Lors de cette conférence, modérée par l'économiste Maurice Matta, deux intervenants ont pris la parole: Lina Fakhoury, directrice de l'information et de la promotion à l'Autorité de développement des investissements au Liban, et maître Moussa Khoury, avocat libanais. Des témoignages éclairants ont également été partagés par d'autres participants, en l’occurrence M. Hady Nassif, directeur général pour la Méditerranée orientale et le Moyen-Orient chez Saint-Gobain, et M. Maxence Dault, président de la CCI France-Liban et directeur général de l’École supérieure des affaires (ESA), ainsi que Mme Christina Chehadé, directrice générale d'Endeavor Liban.

Investir au Liban en période de crise

Malgré la crise sans précédent que traverse le pays, les participants sont convaincus que le Liban demeure une terre d'opportunités. Cependant, l'absence de réformes économiques et financières exigées par le Fonds monétaire international (FMI) limite la reprise économique. Le taux d'inflation reste l'un des plus élevés au monde, à 165%, et le PIB libanais est en contraction. Les réserves de devises de la banque centrale ont diminué, compromettant la capacité du pays à importer des biens essentiels, notamment les médicaments et certains produits alimentaires.

Selon le FMI, en dépit d’une contraction brutale de près de 40% depuis le début de la crise en 2019, l'activité économique semble s'être légèrement stabilisée en 2022 grâce à une reprise partielle du tourisme. Cependant, certains indicateurs, tels que le niveau d'importation et l'indice PMI, suggèrent une reprise limitée de l'économie réelle, qui s’appuie désormais principalement sur la diaspora et l’économie informelle. Malgré ces défis, les participants à la conférence voient une lueur d'espoir dans ce contexte difficile.

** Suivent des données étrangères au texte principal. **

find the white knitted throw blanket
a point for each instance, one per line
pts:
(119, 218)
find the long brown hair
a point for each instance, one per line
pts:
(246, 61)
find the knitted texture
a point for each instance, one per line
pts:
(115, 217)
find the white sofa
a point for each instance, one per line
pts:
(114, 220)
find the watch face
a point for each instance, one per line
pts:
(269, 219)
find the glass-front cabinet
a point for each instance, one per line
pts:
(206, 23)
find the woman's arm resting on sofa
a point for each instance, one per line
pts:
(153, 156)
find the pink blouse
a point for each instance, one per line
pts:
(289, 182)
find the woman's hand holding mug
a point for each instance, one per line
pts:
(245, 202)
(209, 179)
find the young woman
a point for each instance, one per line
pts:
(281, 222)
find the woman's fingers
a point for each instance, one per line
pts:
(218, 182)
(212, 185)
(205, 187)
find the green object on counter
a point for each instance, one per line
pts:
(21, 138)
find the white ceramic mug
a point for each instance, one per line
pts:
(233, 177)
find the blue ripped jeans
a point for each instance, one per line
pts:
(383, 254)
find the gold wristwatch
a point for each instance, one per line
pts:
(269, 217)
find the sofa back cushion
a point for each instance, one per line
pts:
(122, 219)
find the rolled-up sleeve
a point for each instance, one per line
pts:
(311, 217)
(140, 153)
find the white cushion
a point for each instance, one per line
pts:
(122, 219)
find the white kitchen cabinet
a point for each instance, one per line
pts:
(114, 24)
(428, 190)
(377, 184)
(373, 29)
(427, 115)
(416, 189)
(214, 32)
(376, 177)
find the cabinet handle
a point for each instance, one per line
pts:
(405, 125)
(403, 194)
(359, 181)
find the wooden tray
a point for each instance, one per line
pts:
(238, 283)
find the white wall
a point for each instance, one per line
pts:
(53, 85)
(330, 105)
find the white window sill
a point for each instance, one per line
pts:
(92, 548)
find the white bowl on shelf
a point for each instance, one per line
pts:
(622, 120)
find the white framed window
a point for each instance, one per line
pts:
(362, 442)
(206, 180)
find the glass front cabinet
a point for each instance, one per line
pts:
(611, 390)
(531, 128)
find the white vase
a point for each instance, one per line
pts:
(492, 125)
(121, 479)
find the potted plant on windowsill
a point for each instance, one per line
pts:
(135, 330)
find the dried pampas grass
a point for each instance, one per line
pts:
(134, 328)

«Le Liban, grâce à son riche passé historique et à sa position géographique stratégique, offre des opportunités aux investisseurs visionnaires», assure Maurice Matta. Il souligne également que «le Liban est reconnu pour son capital humain, avec un taux d'alphabétisation d'environ 93%, et une diaspora solidement établie dans les centres technologiques mondiaux». Selon M. Matta, «le pays est prêt pour une révolution technologique, en particulier dans le domaine des fintech, avec une croissance remarquable des start-ups». En effet, entre 2015 et 2020, le nombre de start-ups technologiques a augmenté de près de 150%, témoignant de l'adaptabilité remarquable du paysage entrepreneurial libanais.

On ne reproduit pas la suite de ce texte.